Пожалуй, немного найдется в жизни Эренбурга таких страшных дней. Нам не дано узнать, как он их пережил. В Октябрьском зале на скамье подсудимых он увидел восемнадцать человек, измученных, со следами пыток, с блуждающим взглядом, с запавшими глазами. Он оказался лицом к лицу со своей юностью, со своим прошлым — и с тем, что угрожало стать его близким будущим. Он слушает обвинительное заключение, чудовищное по своей абсурдности: Бухарин обвиняется в заговоре с целью убийства Сталина и его соратников, а также в замысле убийства Ленина в 1918 году, в открытии границ Советского Союза для Германии и Японии и продаже советской территории другим державам, в подмешивании битого стекла в детское питание, в попытках восстановления капитализма и в экономическом саботаже. Чтение обвинительного акта прокурор Вышинский заключил, называя Бухарина «проклятой помесью лисы и свиньи». Американский журналист, присутствовавший на процессе, сообщал: «Один Бухарин, который, произнося свое последние слова, очевидно, знал, что обречен на смерть, проявил мужество, гордость и почти что дерзость. Из пятидесяти четырех человек, представших перед судом на трех последних открытых процессах по делу о государственной измене, он первым не унизил себя в последние часы процесса»[366]

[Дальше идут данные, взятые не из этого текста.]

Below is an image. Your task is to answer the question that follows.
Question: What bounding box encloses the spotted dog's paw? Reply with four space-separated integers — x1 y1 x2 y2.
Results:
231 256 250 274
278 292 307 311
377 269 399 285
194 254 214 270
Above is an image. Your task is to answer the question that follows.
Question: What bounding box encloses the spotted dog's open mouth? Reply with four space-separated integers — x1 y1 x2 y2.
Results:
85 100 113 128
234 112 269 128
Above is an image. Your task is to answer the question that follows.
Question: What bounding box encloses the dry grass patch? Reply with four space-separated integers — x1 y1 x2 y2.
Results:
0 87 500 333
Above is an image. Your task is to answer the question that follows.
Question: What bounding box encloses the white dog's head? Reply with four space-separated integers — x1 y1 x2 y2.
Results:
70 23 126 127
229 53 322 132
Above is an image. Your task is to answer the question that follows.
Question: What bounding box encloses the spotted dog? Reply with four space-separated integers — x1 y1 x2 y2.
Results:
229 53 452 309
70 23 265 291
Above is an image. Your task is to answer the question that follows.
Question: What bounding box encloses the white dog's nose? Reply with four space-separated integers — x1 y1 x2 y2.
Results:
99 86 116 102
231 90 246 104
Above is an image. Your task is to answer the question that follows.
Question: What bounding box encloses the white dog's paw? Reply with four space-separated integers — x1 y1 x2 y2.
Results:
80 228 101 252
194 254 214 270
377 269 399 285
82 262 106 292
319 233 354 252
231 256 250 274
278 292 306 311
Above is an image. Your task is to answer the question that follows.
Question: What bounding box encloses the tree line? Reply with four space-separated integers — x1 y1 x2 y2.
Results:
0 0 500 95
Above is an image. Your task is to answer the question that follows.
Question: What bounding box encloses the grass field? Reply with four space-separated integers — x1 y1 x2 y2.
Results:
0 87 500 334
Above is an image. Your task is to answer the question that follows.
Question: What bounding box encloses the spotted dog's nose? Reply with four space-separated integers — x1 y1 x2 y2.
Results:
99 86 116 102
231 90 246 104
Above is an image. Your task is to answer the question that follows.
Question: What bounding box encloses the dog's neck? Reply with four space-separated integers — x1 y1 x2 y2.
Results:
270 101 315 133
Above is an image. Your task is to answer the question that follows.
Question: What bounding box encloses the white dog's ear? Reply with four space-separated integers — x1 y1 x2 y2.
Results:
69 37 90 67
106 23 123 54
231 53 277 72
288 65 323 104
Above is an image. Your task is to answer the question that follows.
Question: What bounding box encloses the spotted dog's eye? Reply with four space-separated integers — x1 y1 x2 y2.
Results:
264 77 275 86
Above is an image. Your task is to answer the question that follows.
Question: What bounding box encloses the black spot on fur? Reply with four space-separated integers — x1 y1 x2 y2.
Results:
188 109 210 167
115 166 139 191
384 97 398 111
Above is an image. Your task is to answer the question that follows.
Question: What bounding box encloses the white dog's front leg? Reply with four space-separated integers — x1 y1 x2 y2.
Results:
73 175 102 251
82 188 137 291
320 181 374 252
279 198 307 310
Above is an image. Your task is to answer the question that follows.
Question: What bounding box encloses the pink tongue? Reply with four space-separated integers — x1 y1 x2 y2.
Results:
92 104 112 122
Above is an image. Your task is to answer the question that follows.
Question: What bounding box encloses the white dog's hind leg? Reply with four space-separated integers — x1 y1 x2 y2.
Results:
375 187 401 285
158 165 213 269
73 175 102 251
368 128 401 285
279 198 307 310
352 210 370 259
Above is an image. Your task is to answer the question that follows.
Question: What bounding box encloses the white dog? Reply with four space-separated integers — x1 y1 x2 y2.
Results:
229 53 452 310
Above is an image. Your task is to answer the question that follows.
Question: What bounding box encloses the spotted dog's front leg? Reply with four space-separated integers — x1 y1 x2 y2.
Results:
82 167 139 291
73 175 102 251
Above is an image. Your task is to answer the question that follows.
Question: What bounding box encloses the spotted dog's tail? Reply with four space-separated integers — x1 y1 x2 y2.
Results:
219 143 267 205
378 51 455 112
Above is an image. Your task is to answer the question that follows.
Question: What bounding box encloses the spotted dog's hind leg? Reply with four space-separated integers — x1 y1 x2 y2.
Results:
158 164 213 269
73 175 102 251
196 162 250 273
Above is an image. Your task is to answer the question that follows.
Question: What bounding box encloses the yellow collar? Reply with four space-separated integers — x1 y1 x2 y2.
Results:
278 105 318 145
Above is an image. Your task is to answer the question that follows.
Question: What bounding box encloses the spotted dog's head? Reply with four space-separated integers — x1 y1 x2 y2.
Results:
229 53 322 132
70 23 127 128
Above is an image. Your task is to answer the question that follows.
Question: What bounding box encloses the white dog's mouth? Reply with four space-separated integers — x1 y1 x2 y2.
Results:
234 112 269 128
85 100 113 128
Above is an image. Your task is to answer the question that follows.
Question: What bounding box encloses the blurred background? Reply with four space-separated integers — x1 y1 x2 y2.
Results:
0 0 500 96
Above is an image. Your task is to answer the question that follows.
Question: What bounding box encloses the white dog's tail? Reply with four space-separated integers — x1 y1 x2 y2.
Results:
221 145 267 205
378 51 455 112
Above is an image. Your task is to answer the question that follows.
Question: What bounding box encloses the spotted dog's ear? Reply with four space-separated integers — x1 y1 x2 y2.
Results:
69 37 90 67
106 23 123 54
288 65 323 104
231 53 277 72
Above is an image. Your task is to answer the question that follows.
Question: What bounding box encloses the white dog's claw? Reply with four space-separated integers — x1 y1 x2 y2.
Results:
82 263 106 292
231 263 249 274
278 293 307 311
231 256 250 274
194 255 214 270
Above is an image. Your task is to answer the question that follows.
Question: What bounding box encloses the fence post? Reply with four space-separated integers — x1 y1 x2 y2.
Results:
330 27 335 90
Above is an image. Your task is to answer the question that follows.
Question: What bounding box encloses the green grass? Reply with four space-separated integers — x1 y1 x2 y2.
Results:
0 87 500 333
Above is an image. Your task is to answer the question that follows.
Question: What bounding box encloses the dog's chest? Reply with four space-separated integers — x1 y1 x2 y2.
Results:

.Наверное, у Эренбурга поведение Бухарина вызывало не меньшее уважение. Но главным его чувством, скорее всего, был страх. Какую судьбу готовит ему Великий Организатор публичных казней? При выходе из зала суда главный редактор «Известий» предлагает ему написать отчет о процессе. Эренбург отказывается. В таких обстоятельствах молчание само по себе есть акт мужества. Но с этого момента молчание станет его позицией, от которой он не откажется до конца жизни. До оттепели он никогда не скажет публично ни одного слова, чтобы почтить память друга, ни разу не упомянет о нем. Когда после смерти Сталина он попытается вставить имя Бухарина в свои воспоминания, то наткнется на твердое «нет» Хрущева.
Чтобы представить себе масштаб опустошения, произведенного великой чисткой среди его коллег по работе, ему достаточно было пройтись по редакционным кабинетам «Известий». Вскоре беда обрушилась на другого товарища Эренбурга по двадцатым годам — Всеволода Мейерхольда, корифея театрального авангарда. 8 января 1938 года театр Мейерхольда был закрыт как «чуждый советскому искусству», а за великим режиссером установили слежку.
Во время предыдущего приезда Эренбурга в Москву, в 1936 году, Мейерхольд репетировал пушкинского «Бориса Годунова». Драма Пушкина привлекла режиссера своей трагической развязкой: как известно, в свое время царская цензура заставила поэта изменить финал, в котором народ восторженно приветствует царя-самозванца; он ограничился знаменитой ремаркой «Народ безмолвствует». Спустя сто лет Мейерхольд вновь обращается к теме безмолвия потрясенного народа: «Когда он (Пушкин) по требованию цензуры заменил возглас народа „Да здравствует царь Димитрий Иванович!“ знаменитой ремаркой „Народ безмолвствует“, то он перехитрил цензуру, так как не уменьшил, а усилил тему народа. Ведь от народа, кричащего здравицу то за одного, то за другого царя, до народа, молчанием выражающего свое мнение, дистанция огромная. Кроме того, Пушкин задал русскому театру будущего интереснейшую задачу необычайной трудности: как сыграть молчание, чтобы оно вышло громче крика?»[367]
Сталину пришелся не по душе красноречивый эпизод с «безмолвствующим народом», репетиции «Бориса Годунова» были прерваны.